There’s a tendency to treat the rules and practices of the Tony Awards as sacrosanct, as if they were handed down on stone tablets by Antoinette Perry herself. But this is patently untrue: As I noted in a recent Story of the Week, play and musical revivals were lumped into the same category until 1994. And just this year, the Tony Award Administration Committee changed a rule requiring voters to see every performance or element under consideration in a category (now they can miss one and still vote). The rules of the Tonys can be (and are) regularly revised, so there is nothing technically preventing the Administration Committee from deciding to do away with gender-specific acting categories.

Unlike the Drama Desk and Outer Critics Awards, however, the Tonys are broadcast to a national audience that may not be ready to embrace unisex acting categories. The awards are essentially an infomercial for Broadway, an attempt to convince Americans to spend their vacation money seeing shows in New York. It’s understandable that the producers would be reluctant to do anything to rock the boat when the industry is still recovering from the Covid shutdown. So the Tonys are not changing their categories this season, and may not change them next season, either.

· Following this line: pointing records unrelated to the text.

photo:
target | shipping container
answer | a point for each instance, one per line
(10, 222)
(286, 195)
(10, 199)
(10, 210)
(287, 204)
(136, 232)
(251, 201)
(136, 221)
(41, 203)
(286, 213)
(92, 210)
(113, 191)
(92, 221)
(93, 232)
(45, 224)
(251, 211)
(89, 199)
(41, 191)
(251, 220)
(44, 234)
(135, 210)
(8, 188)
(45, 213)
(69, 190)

This means that performers who identify as nonbinary have some decisions to make: In February, the Tonys Administration Committee announced that J. Harrison Ghee (Some Like It Hot) would be eligible for Best Performance by an Actor in a Leading Role, presumably after consulting with the performer. Similarly, a production spokesperson has confirmed that the nonbinary dancer Kolton Krouse (Dancin’) has been submitted for consideration in the Best Featured Actor in a Musical category.

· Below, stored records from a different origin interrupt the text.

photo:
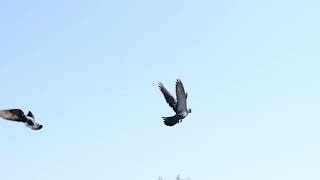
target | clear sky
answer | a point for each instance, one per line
(89, 71)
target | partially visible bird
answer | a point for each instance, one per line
(18, 116)
(179, 106)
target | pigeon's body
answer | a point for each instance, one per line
(18, 116)
(179, 106)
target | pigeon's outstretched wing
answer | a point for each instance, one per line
(169, 98)
(13, 115)
(181, 97)
(31, 123)
(171, 121)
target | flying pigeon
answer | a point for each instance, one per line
(19, 116)
(179, 106)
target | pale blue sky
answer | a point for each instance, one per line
(89, 71)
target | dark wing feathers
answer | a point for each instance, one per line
(30, 114)
(171, 121)
(181, 97)
(13, 115)
(169, 98)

Alex Newell, who is giving a showstopping performance as Lulu in Shucked and has been suggested by the Gray Lady herself as an ideal Effie in Dreamgirls, would seem like a frontrunner for Featured Actress in a Musical, but a spokesperson for the production commented, “After consulting with Alex Newell, the producers submitted him in the Best Featured Actor in a Musical category. That final determination will be made by the Tony Administration Committee at their next meeting.” One presumes they will honor Newell’s request.

Meanwhile, nonbinary performer Justin David Sullivan of & Juliet has withdrawn from Tony consideration, declining to choose between Featured Actor and Featured Actress. It’s a principled stand that I suspect few performers will make in a business as competitive as this one, in which an award can make the difference between a callback and a dial tone.

No matter how you feel about gender-neutral acting categories, it’s an issue that isn’t going away and cannot be avoided. Should Newell win the Tony for Featured Actor in a Musical in June, television audiences will still have to reckon with the fact that a voluptuous lady with a massive set of pipes beat out all the boys.